There are a few issues in photography that you can fix – noisy images, distractions in the background, white balance – but staying focused is not one of them. Always having that photo with the perfect focus, sharp, can lead you to pull your hair out of your head.
Even with the magic of the Sharpen Mask or the Lightroom tools, you can’t go far outside the threshold at which the photo was taken.
And the best tips to always have the photo with the perfect focus start here.
5 things to keep a perfect focus
Single focus point.
This is the first big question to ask yourself. Use or not single focus point?
There are many ways to think here, but when using the high focus of the machine, always remember to choose the mode of auto focus, because with it it is possible to define which area in which the photo will be with the perfect focus.
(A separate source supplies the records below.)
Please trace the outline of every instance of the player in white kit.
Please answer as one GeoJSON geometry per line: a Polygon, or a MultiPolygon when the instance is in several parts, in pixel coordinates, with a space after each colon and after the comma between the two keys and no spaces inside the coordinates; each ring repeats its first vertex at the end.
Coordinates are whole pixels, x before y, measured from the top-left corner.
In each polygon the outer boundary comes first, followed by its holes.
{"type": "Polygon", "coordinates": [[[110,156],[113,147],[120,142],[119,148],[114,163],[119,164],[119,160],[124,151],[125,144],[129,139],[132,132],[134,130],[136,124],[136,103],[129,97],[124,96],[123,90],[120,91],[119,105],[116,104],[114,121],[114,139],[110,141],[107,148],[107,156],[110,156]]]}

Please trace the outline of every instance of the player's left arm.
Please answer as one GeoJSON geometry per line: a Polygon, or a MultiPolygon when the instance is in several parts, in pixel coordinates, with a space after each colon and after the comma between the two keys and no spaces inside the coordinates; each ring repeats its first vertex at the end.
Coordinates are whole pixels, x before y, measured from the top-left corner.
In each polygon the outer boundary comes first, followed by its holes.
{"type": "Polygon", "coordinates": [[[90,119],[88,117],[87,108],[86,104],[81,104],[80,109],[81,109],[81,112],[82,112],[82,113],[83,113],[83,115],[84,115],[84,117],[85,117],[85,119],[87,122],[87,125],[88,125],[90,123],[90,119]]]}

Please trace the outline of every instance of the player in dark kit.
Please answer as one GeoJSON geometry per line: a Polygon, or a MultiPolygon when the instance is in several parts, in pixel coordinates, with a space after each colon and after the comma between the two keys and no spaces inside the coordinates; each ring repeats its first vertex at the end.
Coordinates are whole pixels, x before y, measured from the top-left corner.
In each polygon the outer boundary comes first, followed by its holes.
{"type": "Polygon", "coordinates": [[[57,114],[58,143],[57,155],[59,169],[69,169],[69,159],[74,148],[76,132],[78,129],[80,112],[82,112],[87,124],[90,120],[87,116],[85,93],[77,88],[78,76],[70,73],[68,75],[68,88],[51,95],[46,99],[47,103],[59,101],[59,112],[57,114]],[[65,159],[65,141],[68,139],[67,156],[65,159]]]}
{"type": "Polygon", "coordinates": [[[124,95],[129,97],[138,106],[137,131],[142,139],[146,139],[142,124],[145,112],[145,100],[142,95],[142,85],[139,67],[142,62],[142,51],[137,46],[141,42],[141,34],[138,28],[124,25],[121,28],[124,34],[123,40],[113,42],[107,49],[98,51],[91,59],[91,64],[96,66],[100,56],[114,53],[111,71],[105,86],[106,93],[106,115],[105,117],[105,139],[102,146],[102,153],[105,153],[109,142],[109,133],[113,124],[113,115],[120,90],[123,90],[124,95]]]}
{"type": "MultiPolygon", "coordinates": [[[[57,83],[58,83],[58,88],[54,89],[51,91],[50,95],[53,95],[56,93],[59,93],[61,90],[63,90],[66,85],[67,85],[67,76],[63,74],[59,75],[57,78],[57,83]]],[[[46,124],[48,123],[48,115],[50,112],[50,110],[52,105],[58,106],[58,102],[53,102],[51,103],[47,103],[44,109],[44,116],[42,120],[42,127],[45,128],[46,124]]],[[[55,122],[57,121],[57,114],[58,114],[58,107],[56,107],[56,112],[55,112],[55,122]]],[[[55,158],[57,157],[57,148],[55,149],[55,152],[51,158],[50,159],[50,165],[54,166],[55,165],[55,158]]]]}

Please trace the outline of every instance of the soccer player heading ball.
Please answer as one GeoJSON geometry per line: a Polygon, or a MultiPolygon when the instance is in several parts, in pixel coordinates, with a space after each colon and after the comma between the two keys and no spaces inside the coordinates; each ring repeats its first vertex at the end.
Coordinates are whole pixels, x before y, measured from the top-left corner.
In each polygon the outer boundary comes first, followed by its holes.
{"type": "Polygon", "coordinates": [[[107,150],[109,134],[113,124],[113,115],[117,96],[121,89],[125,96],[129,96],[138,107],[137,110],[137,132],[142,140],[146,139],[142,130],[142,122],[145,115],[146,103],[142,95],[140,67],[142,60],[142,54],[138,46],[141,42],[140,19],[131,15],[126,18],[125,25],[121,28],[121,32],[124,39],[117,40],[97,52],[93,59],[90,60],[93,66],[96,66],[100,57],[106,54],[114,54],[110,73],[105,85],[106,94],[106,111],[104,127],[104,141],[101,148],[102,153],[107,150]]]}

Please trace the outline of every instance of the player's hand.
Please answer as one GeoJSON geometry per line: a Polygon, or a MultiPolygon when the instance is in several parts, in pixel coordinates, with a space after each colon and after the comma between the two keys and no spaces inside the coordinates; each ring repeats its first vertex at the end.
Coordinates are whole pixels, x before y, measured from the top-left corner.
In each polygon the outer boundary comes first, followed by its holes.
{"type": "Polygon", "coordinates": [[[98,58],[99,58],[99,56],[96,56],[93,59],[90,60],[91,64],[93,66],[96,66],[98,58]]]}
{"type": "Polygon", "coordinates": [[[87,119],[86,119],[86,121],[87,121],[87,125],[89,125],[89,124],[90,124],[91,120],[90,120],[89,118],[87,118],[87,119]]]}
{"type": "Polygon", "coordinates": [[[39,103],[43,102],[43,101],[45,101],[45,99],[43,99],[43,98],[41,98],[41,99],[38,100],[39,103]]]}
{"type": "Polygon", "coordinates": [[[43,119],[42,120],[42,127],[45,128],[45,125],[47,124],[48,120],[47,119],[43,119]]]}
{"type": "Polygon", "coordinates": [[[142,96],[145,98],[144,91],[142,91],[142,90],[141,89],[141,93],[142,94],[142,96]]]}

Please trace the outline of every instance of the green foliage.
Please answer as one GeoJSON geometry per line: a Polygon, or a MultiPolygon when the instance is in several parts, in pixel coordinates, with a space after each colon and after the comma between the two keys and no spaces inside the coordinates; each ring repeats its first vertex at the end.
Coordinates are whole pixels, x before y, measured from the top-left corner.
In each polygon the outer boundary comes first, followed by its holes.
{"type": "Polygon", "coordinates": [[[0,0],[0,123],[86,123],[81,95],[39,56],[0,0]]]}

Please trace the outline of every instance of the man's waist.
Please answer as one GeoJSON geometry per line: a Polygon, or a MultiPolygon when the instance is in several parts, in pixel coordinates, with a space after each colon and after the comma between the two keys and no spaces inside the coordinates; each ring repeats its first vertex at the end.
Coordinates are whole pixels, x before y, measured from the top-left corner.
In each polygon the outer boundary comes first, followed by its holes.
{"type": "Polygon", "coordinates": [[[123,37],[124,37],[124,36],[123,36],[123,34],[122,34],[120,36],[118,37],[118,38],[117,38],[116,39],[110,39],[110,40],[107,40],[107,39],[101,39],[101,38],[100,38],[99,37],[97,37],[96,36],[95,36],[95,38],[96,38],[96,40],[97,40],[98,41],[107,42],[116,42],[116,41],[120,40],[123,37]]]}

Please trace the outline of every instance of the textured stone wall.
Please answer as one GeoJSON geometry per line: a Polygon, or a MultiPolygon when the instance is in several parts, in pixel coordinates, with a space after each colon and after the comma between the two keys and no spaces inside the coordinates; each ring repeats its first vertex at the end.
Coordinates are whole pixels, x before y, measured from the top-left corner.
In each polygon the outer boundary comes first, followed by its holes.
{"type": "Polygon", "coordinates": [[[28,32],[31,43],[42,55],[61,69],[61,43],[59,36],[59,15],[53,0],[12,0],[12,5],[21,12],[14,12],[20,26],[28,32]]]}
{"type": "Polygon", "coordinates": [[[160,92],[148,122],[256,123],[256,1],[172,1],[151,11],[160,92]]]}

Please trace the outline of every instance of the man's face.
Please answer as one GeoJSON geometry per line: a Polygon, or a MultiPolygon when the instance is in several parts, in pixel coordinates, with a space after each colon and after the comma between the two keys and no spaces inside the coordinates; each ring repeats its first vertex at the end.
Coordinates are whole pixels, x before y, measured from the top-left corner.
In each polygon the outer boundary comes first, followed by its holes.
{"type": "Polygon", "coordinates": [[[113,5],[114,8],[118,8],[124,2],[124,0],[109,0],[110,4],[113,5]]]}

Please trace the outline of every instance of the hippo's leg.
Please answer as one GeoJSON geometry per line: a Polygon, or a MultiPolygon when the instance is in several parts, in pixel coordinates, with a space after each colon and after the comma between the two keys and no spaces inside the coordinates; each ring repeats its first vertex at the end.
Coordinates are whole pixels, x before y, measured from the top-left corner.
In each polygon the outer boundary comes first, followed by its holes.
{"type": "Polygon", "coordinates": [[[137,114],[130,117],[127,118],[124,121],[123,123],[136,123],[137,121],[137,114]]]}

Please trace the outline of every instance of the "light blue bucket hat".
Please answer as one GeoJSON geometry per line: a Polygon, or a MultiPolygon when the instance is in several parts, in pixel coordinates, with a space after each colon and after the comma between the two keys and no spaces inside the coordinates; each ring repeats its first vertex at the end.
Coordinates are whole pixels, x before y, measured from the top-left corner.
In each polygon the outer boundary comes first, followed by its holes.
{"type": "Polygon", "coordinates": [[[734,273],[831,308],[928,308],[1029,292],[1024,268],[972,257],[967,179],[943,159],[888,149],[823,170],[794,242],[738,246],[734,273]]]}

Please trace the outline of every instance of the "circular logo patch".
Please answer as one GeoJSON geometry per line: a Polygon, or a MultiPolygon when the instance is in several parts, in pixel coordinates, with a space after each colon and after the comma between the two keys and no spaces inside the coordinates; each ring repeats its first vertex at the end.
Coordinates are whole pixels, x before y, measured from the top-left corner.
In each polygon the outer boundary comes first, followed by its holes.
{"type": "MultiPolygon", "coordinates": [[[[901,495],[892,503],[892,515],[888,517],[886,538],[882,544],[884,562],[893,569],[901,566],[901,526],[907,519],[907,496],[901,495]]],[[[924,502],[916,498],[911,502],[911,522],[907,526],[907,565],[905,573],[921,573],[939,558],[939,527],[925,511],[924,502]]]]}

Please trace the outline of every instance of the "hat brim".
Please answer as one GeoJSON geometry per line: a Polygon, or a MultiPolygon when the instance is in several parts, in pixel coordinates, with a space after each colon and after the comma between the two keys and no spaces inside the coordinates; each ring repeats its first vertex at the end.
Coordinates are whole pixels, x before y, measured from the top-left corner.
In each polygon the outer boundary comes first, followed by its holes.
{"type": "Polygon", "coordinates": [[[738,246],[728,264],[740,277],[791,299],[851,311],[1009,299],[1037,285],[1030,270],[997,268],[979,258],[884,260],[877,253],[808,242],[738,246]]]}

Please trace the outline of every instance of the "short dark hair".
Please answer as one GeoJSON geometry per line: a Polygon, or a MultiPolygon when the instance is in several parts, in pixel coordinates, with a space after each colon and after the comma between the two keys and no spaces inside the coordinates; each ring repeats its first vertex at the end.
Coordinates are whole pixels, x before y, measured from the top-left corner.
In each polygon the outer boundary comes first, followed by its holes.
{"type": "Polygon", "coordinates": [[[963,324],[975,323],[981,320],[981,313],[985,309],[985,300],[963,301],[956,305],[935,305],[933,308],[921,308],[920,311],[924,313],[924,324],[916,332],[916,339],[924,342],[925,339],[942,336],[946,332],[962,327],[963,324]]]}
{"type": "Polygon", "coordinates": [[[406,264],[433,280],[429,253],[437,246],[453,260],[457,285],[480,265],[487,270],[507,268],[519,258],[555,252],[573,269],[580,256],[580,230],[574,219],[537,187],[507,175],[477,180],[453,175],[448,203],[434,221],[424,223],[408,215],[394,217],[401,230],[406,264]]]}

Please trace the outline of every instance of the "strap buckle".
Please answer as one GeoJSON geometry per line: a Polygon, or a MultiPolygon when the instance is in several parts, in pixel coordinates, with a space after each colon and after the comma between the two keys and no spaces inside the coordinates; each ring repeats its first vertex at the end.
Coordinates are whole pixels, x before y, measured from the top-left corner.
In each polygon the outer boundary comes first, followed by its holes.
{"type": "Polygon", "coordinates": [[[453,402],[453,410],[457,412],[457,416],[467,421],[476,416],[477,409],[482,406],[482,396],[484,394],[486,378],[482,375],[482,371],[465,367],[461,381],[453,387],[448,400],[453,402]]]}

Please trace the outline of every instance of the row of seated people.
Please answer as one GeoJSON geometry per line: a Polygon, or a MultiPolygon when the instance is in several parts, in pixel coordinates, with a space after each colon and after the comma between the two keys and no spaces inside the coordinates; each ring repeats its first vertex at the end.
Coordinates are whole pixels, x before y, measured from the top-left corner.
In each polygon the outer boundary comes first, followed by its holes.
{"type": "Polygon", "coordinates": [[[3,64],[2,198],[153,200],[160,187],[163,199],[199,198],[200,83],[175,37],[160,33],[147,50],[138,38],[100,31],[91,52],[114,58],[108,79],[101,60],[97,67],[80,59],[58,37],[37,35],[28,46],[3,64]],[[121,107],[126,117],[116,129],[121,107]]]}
Like for example when you are doing a portrait, and set up the photo point for the region of the eyes of the staff to be photographed.
You can also opt for manual focusing to get a perfect focus, and this is well worth it when doing macrophotography or night shots.
Damn how it moves, how am I going to get a perfect focus? Who has never asked this question when shooting, but with the features of current machines you only go without the answer if you do not know how to use the settings of them.
Most dslr machines on the market today have an adjustment called continuous AF, also known as servo AI in Canon cameras. It allows the Af of the camera to track the object to be photographed.
Like for example a bride walking in a hallway, a child playing or birds flying.
Continuous AF is very useful, but at some point you will shoot something that is faster than the high focus system is able to follow. Ai in this case you should go back to the simple focus setting and pre focus on an area where the object to be photographed will be.
One of the best examples of this are very fast cars, wild animals and some birds.
Fast enough shutter speed?
The old rule about shutter speed the need to have at least a second divided by the focal length of the lens still remains widely nowadays. For example if you are shooting with a 50mm the shutter speed should be at least 1/50 sec or faster.
Lenses with image stabilization help, but if always keep the shutter speed with a proper fit.
Very slow adjustments will cause blurs in your photos, and this won’t help you have a perfect focus.
Is the ISO adjustment sufficient?
There will be times that you will have to get your hand into the ISO setting, probably to improve light conditions and be able to adjust the shutter speed at the required speed.